Tratto da:  http://www.nandodallachiesa.it/2016/06/26/note-domenicali-sul-renzismo-in-declino/
Note domenicali sul renzismo in declino
26 giugno 2016. 2016
E’ incredibile come il vento cambi. Il Pd, dove non si muoveva foglia, e che sembrava una caserma, tutti allineati e coperti dietro Renzi, non un voto contrario (“perché ora non è il caso, sarebbe controproducente”), perfino la Costituzione nello sgabuzzino, ora è in subbuglio. Dopo le amministrative, e dopo il referendum inglese che contribuisce a “far clima”, sono tutti meno renziani.

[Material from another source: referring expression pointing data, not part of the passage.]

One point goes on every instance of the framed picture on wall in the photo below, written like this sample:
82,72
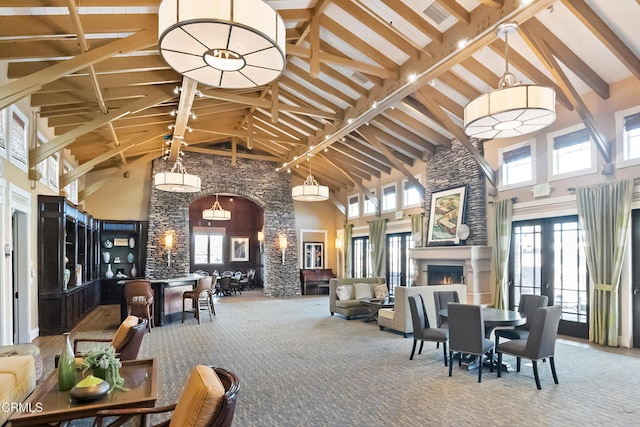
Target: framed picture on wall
313,255
445,216
239,249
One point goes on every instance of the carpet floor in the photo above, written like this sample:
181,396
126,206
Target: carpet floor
299,366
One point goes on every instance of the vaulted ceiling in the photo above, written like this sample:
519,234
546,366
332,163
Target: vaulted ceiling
369,86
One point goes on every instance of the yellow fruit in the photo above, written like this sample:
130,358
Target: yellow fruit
89,381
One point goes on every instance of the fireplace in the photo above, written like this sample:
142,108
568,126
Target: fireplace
475,262
444,274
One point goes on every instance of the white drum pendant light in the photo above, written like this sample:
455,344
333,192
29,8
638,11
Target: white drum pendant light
229,44
512,109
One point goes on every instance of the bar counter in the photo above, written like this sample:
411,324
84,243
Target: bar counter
167,297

C’è chi ha già alzato la testa, ma le allusioni e gli ammiccamenti e i commenti personali, fanno capire che è l’inizio della fine, il voto di domenica scorsa come Noemi per B. A conferma che le svolte nelle storie e nelle biografie politiche non hanno sempre la stessa origine.
Incontri i dirigenti e i parlamentari piddini e, se hai un po’ di fiuto, vedi come ci sia la corsa a riposizionarsi, i ruzzoloni non piacciono a nessuno. Men che meno essere considerati le guardie del corpo del leader in declino.
Se ne possono trarre considerazioni malinconiche sul coraggio della libertà nella vita politica. E considerazioni amare sulla “forza della democrazia” dentro i partiti. Senza parlare di quanto si riveli grottesco il culto della personalità quando basta una sconfitta a smontarlo e non bastano le valutazioni di cento comportamenti a prevenirlo.